Digital & Multimedia

Video Journalism Basics for Student Reporters: Shooting, Framing, and Editing on a Deadline

A phone camera and a free editing app can produce a genuinely watchable news segment, but only if the reporter behind it understands a handful of basics that separate a usable clip from unwatchable footage. Most student video fails not because of equipment, but because of shaky handheld shots, bad audio, and a lack of any plan before hitting record. Fixing those three things solves most of what goes wrong.

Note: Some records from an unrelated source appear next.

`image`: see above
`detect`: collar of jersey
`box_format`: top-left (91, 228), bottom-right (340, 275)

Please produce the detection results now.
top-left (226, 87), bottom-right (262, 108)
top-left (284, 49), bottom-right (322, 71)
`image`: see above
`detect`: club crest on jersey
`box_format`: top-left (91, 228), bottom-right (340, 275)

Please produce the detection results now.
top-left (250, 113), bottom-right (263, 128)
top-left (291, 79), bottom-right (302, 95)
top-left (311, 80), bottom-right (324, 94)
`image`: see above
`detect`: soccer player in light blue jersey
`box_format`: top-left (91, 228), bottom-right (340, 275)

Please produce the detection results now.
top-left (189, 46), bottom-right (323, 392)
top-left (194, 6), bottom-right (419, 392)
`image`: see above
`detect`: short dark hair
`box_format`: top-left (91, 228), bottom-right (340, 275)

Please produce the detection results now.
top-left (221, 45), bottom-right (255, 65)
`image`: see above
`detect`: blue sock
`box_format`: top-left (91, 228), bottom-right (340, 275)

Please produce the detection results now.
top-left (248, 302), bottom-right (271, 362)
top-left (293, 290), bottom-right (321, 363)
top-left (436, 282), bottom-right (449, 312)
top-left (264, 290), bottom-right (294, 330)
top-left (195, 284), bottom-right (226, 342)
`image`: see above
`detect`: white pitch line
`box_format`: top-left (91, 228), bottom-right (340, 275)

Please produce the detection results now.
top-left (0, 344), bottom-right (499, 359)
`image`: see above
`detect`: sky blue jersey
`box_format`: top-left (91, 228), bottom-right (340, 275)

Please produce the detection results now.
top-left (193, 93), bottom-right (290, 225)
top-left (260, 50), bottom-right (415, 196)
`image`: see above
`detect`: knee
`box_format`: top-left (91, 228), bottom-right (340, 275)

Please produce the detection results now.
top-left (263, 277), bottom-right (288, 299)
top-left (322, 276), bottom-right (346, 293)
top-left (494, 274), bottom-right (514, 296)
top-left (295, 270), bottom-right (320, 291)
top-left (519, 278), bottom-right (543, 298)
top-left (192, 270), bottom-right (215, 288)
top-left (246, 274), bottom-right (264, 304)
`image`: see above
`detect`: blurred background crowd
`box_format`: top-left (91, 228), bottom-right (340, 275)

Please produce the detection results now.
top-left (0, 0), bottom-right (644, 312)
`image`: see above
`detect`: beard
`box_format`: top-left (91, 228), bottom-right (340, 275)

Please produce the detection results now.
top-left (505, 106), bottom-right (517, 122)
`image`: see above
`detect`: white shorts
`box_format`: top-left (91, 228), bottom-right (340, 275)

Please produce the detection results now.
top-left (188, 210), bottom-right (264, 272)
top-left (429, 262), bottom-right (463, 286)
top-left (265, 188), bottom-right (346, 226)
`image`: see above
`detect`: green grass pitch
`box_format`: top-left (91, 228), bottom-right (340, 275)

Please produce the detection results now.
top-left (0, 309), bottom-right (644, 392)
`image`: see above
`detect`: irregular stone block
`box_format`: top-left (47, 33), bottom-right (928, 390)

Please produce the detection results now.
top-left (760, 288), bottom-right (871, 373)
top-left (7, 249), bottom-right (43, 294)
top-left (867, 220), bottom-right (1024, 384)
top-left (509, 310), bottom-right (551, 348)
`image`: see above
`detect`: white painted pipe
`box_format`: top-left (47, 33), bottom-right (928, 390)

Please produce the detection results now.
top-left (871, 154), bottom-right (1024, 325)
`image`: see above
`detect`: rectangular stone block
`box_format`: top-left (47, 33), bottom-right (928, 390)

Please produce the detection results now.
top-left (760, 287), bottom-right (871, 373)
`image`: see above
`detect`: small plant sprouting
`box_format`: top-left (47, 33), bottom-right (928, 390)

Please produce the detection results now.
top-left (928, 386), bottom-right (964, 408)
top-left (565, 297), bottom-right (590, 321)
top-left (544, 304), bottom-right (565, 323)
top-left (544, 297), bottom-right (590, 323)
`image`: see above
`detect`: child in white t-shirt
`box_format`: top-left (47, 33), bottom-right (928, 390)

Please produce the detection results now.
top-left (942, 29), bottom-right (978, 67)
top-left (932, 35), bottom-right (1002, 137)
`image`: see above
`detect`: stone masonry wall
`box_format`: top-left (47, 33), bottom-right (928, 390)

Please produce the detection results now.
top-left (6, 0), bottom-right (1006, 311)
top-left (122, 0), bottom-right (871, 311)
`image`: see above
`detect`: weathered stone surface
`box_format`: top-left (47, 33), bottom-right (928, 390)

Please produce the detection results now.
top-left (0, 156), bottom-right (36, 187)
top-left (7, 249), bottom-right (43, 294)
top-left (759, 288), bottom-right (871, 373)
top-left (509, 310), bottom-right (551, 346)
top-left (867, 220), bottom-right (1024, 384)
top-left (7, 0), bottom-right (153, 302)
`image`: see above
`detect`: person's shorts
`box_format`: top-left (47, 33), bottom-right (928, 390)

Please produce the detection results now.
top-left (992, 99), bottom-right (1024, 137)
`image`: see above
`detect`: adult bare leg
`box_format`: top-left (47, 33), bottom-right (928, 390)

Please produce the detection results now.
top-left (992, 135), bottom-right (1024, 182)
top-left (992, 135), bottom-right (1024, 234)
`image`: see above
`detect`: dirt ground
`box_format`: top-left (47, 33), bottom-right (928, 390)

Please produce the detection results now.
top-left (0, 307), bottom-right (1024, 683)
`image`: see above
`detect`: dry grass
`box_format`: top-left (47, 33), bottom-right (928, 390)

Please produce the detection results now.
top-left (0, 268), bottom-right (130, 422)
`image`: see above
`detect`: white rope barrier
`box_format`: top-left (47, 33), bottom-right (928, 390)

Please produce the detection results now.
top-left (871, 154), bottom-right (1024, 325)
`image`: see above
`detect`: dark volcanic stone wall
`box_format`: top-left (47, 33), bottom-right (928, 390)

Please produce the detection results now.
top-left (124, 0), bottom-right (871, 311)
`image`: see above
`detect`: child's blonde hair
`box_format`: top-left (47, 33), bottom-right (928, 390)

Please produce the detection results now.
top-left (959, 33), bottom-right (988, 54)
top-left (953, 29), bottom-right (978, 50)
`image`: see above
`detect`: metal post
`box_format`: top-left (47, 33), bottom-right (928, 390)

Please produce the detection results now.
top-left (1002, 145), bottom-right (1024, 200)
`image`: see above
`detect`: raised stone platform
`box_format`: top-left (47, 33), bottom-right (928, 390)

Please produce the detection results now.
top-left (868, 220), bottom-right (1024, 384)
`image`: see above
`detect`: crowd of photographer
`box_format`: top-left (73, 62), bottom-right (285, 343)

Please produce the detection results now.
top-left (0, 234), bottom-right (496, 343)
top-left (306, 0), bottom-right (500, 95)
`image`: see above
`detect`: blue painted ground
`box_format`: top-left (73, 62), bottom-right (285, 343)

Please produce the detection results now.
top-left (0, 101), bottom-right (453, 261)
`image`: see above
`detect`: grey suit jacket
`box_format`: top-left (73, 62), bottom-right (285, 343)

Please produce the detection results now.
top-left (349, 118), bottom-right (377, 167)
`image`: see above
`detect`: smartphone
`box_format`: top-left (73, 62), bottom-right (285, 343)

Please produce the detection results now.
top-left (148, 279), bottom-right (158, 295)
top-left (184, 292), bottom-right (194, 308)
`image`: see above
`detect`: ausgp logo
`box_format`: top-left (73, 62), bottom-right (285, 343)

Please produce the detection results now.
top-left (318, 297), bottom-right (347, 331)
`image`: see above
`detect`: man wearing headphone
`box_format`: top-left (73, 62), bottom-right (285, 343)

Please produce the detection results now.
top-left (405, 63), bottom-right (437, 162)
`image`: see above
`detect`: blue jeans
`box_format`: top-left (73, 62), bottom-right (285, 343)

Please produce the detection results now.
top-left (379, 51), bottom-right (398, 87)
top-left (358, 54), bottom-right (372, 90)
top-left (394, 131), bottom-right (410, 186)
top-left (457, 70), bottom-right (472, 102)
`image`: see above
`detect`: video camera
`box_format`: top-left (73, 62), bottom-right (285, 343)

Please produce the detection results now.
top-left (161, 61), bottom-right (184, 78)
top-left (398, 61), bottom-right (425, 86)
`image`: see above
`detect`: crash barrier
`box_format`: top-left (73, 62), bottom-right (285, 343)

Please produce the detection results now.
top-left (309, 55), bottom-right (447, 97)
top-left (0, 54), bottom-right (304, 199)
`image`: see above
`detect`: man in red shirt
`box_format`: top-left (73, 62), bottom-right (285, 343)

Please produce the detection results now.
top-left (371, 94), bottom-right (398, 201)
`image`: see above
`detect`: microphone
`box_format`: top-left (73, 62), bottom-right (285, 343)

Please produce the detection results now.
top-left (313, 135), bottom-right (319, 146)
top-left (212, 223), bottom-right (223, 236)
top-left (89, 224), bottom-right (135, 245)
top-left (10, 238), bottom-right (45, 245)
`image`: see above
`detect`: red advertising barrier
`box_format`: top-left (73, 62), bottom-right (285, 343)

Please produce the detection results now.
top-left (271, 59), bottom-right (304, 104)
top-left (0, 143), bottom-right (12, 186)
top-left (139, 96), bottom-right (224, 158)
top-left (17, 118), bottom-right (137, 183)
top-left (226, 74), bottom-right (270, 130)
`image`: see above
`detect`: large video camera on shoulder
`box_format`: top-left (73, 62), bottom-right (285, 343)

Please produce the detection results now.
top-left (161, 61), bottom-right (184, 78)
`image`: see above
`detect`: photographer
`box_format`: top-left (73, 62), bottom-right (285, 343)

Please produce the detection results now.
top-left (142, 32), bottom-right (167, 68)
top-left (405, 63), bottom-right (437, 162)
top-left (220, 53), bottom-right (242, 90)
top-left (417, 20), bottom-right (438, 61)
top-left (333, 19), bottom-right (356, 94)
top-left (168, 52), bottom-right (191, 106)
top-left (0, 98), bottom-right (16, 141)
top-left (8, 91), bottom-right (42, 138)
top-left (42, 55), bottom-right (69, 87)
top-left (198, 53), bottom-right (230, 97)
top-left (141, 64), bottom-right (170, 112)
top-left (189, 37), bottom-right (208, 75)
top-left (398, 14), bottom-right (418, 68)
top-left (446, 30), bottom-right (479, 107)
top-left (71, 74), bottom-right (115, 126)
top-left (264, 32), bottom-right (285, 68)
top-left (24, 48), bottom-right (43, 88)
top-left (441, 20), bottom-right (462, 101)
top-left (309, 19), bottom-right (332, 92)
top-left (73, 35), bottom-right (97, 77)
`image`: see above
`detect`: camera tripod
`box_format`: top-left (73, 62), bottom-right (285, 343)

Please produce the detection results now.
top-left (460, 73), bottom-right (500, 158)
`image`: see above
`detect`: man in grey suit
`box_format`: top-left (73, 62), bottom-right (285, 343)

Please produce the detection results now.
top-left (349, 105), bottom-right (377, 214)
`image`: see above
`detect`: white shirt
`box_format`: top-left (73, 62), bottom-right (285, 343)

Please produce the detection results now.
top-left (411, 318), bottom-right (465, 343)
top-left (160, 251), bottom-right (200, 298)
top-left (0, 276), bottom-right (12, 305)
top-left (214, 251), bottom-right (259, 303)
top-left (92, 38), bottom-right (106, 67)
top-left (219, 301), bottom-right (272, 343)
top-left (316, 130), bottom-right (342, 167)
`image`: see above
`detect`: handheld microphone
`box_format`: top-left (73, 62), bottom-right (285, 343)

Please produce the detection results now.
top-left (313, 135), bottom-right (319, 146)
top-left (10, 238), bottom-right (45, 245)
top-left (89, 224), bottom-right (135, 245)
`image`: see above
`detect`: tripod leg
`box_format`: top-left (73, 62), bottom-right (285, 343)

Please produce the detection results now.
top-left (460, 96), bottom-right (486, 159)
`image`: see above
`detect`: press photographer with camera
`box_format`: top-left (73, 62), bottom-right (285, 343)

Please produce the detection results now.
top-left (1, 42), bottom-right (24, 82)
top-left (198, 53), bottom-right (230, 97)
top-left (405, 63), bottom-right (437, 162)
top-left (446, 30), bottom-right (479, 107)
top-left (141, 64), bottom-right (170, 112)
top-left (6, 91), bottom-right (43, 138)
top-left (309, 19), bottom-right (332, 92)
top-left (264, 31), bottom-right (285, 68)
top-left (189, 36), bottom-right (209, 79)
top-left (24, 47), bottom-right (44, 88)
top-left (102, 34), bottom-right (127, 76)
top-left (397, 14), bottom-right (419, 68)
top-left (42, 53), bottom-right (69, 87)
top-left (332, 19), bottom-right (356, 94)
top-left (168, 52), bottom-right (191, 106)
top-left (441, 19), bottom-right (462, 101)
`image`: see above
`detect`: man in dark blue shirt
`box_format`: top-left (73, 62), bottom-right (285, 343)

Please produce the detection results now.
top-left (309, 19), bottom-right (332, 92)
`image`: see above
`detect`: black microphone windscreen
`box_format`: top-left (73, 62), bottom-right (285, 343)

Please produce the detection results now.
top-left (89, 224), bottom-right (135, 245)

Stabilize Before You Worry About Anything Else

Shaky footage is the single fastest way to lose a viewer in the first five seconds. A cheap phone tripod or even bracing your elbows against a wall or railing makes a bigger visible difference than any other single change you can make. If you must shoot handheld, keep your elbows tucked in against your body rather than holding the phone out at arm’s length, and move slowly and deliberately if you need to pan rather than swinging the camera.

Audio Matters More Than Video Quality

Viewers will tolerate mediocre picture quality far more than they’ll tolerate audio they can’t understand. A built-in phone microphone picks up wind, background chatter, and room echo aggressively. For any interview, get the microphone close to the subject, ideally within a foot or two, using a cheap external lapel or shotgun mic if your newsroom has one. If you’re stuck with a built-in mic, find a quiet space and position yourself so the subject’s mouth is as close to the phone as reasonably comfortable without looking strange on camera.

Framing That Doesn’t Look Amateur

  • Leave headroom above a subject’s head but not too much; a person’s eyes should generally sit in the upper third of the frame.
  • Shoot horizontally, not vertically, for anything intended to run as a standalone video piece rather than a social media story format.
  • Get cutaway or B-roll footage, hands, the setting, relevant objects, so an editor has something besides a static talking head to cut to during a long answer.
  • Vary your shots: a wide establishing shot, a medium shot for the main interview, and a close-up for an emotional or emphatic moment give an editor real options later.

Plan the Interview Like You Would for Text

Everything in preparing for a first interview applies to video, with one addition: think about what visual moment might accompany a strong quote. A source describing hands-on work is more compelling on camera doing that work than sitting still in a chair. Ask permission to film them in action before or after the formal interview, since that footage often becomes the most memorable part of the final piece.

Editing for a Deadline, Not for Perfection

Free or low-cost editing apps are capable of far more than a student reporter needs for a two-minute news package. Resist the urge to add unnecessary transitions, effects, or music that distracts from the reporting itself. Cut ruthlessly: a raw fifteen-minute interview rarely needs more than thirty to sixty seconds of it in the final piece, chosen the same way a print reporter chooses the strongest quotes for a story rather than the most complete answer.

Captions and Accessibility

Most viewers watch social video with the sound off, at least initially, which makes burned-in captions close to mandatory for any clip posted to social media. Auto-generated captions from most editing apps get close but rarely perfect; proofread them against what was actually said before publishing, the same care you’d apply to a written quote.

Building the Skill Set Gradually

The National Press Photographers Association, at nppa.org, maintains ethics and technical guidance developed for working visual journalists that scales down well to a student setting. Start with short, simple pieces, a thirty-second interview clip, a one-minute event recap, before attempting a longer package. The habits that make text reporting strong, planning ahead, gathering more material than you need, and cutting hard in the edit, are the same habits that make video work.

Getting Consent and Handling Public Spaces

Filming in a public school hallway or at a public event generally doesn’t require individual consent for incidental bystanders, but any subject you’re specifically interviewing or featuring should know clearly that they’re on camera and understand roughly how the footage will be used. This matters more with video than with a text quote, because a face on camera is far more identifiable and permanent than an unnamed description in a written story. When in doubt, especially involving minors in a sensitive context, ask directly rather than assuming filming in a public space settles the question on its own.

Storing Raw Footage

Keep raw, unedited footage for at least a semester after a piece runs, the same retention practice that applies to any other reporting material. If a quote or moment in the final edit is ever disputed, the raw footage is the record that settles the question, and losing it because a phone ran out of storage and old clips got deleted is an avoidable and common mistake.